Merry Christmas! May you know God’s peace.


Doubts and second thoughts…

December 23, 2019

A recent post to the Jack’s Winning Words blog had this headliner quote – “If you would be a real seeker after truth, it is necessary that at least once in your life you doubt.”  (Rene Descartes)

It is almost a rite of passage that the young doubt almost everything as they mature. For many this occurs while they are in High School or maybe in College. They doubt or question everything that they were told by their parents as children. A major catalyst that kicks of this period of soul searching is the independence that most children become aware of as they hit their teenage years. As they are trusted by themselves more and maybe become more independent for things like transportation and money they also recognize that they no longer seek the opinion and approval of their parents for every decision that they face. That independence includes making decision about what is right and wrong in day-to-day life. That quickly escalates into doubting, or at least calling into question, decisions that have been made for them by their parents.

Often that period of doubting includes questioning their religious beliefs. Some are able to separate the religion part from the faith part of their beliefs, but many are confused by the interplay of the two. In that period of rebellion against prior parental decisions, regular attendance at church often goes by the wayside. Sometimes the faith of the young adult becomes muddled in the doubts about the practice of religion. The rush to feel free of the requirements of particular religious practices or dogma can leave the questioning young mind adrift, with nothing to anchor their faith and no way to put it into practice. Fortunately, most have second thoughts about completely abandoning their faith along with the practices of their specific religion.  Sometimes that leads to experimenting with various alternative religious practices. Some seek an alternative in Buddhism or other non-Christian religions, but most eventually find a way to rationalize the practices of some practicing religious group with their faith.
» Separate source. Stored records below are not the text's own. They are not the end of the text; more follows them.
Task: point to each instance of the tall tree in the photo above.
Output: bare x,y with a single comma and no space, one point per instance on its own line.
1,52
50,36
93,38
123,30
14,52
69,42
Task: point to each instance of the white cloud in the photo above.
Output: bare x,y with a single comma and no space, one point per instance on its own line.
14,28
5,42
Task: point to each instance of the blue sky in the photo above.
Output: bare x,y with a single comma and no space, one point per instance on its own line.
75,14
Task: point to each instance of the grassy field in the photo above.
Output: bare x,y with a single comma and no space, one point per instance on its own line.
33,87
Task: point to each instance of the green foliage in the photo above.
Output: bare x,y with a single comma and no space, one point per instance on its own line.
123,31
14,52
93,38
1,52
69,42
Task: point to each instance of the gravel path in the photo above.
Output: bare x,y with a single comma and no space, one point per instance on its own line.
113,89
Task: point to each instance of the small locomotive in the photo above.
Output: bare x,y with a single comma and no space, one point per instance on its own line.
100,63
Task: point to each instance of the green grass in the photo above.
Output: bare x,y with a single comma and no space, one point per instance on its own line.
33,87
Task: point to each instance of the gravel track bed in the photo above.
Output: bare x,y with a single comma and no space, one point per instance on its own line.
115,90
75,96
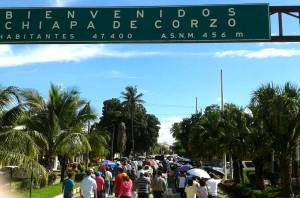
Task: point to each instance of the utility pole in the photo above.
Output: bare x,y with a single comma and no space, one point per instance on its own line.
222,110
196,105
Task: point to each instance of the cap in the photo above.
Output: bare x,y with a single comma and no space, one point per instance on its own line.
97,173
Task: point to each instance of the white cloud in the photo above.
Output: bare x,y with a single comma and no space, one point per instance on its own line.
117,74
11,56
164,132
263,53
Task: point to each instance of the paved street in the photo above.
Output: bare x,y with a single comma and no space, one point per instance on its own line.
221,194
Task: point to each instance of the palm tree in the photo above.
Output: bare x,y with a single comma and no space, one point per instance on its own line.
279,108
234,130
132,102
17,146
61,122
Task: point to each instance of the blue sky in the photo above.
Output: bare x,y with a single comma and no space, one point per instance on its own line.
170,76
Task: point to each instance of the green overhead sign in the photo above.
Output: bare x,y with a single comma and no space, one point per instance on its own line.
173,24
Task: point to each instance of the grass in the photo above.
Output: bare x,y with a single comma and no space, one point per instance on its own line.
46,192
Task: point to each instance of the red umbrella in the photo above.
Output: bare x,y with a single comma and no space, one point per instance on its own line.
150,162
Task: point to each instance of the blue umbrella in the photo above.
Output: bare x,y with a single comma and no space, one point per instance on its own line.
185,167
107,162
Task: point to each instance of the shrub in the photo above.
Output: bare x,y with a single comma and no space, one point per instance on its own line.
246,174
79,176
51,178
25,184
244,191
251,176
273,177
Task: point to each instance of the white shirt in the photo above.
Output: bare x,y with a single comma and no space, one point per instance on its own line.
213,186
108,176
88,185
181,183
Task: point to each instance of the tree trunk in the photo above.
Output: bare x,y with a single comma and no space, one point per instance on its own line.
62,161
49,161
236,170
285,175
132,136
259,168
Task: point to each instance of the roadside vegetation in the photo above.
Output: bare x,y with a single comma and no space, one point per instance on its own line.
266,131
34,130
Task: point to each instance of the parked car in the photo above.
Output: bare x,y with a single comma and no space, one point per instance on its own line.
214,170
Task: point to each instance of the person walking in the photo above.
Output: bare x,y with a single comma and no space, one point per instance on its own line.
126,187
108,180
203,189
67,187
100,185
142,186
88,186
181,184
159,186
213,185
191,189
118,181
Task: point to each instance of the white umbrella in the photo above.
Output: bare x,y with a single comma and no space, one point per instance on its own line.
199,173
Young children tend to accept without questioning what their parents tell them. For a while, both Santa and God are real to them. The belief in Santa may be the first childhood beliefs to be discarded, along with fairies, goblins, ghosts and witches. Eventually the religious beliefs that were given to us by our parents are also discarded. At that point, either we develop our own, new beliefs, based upon our faith; or, we continue searching for meaning in life. How many times have you heard a younger person say that they are still trying to “find myself”? What they are searching for is something to have faith in; something to replace that childhood faith that they discarded. The good news is that most are found again by the Good Shepard and their faith is restored. One side benefit of having those doubts or second thoughts about your faith as an adult is that the conviction of your beliefs becomes much stronger when made as an adult.

Maybe you went through that process of questioning your faith as a youth, or maybe some traumatic event later in life caused you to have doubts about God and your faith in Him. Maybe you asked the question, “How could a loving God let this happen to me?” Instead, you should be thanking that loving God for helping you get through that event. Whether you realized it at the time or not, you turned to Him in that troubled time; because, in the back of your mind, you realized that He was the only one there with you and the only one who could help you.

Friedrich Nietzsche said, “That which does not kill us, makes us stronger.”

I believe that the same can be said about our faith. Doubting or questioning your religious practices doesn’t necessarily call your faith into question, but does usually cause you to examine it Examining your faith does not kill it and can make it stronger by stripping away the man-made parts of religion that may be troubling you. In the final analysis, your faith starts with the relationship that you have with God. What trappings of religion you want to embrace from that base is up to you. As long as that remains the foundation of your beliefs, you have nothing to doubt.

Have a great Christmas by putting the Christ part first. No doubt.